Certains domaines sont plus accessibles que d’autres pour les personnes souffrant d’un handicap sensoriel en Suisse romande. Le journal télévisé de la RTS a par exemple ses interprètes depuis 2008, mais la culture est pour le moment très peu signée, audiodécrite ou surtitrée. L’association Ecoute Voir s’adresse pourtant à une part non négligeable de la population, avec environ un enfant sur 1000 naissant avec une déficience auditive en Suisse. Selon les dernières statistiques, près de 377 000 personnes sont malvoyantes, aveugles ou sourdaveugles dans le pays, soit plus de 4% de la population. Pour Anne-Claude Prélaz Girod, proposer ces différentes mesures, c’est aussi et avant tout donner la chance aux personnes en situation de handicap sensoriel d’avoir accès aux arts vivants.

La Suisse romande est un peu à la traîne, comparé à d’autres pays. Les traducteurs aux Etats-Unis sont légion, là où Anne-Claude Prélaz Girod ne dénombre qu’une trentaine de collègues. Les Francofolies de Spa en Belgique accueillent de leur côté des dizaines de concerts signés depuis des années, là où le Montreux Jazz Festival semble être l’unique événement musical à proposer un concert traduit par édition. Sinon, il a fallu la venue de Louane et la sortie du film La Famille Bélier pour que la langue des signes fasse une timide apparition sur la grande scène du Paléo. «C’est peu mais les choses bougent en Suisse. La ville de Genève est précurseur dans ce domaine et octroie une subvention pérenne à Ecoute Voir. Le canton de Vaud soutient également notre association et on a récemment été contacté par les Docks de Lausanne ainsi que plusieurs salles de concert fribourgeoises», se réjouit Anne-Claude Prélaz Girod.
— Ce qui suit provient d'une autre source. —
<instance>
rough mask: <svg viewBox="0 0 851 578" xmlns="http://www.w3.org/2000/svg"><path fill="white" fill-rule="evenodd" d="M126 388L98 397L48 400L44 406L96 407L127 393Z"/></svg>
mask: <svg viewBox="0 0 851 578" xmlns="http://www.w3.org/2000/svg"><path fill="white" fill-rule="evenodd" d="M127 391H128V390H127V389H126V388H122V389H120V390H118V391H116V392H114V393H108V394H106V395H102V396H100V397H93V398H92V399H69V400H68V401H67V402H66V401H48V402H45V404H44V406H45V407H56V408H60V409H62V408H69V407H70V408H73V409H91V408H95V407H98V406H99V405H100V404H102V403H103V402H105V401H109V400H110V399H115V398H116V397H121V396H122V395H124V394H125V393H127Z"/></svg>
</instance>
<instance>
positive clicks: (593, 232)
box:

La langue des signes a pourtant connu un fugace moment de gloire à la fin des années 90. La codirectrice d’Ecoute Voir se rappelle d’ailleurs avoir signé un concert des Spice Girls à Lausanne en 1998. Mais le temps où Florent Pagny chantait avec les mains sur Savoir aimer semble loin. Aujourd’hui, les personnes en situation de handicap sensoriel attendent plus qu’un effet de mode, mais un véritable accès pérenne à la culture: «Depuis 2019, on prend le temps de mettre ce dispositif en place, et plus on le fait, plus ça nous paraît évident, explique Pauline Catry, administratrice du Théâtre du Loup. C’est beau de pouvoir mélanger des publics qui ne se croiseraient peut-être pas. Notre rôle est de raconter des histoires à tout le monde, sans distinction.»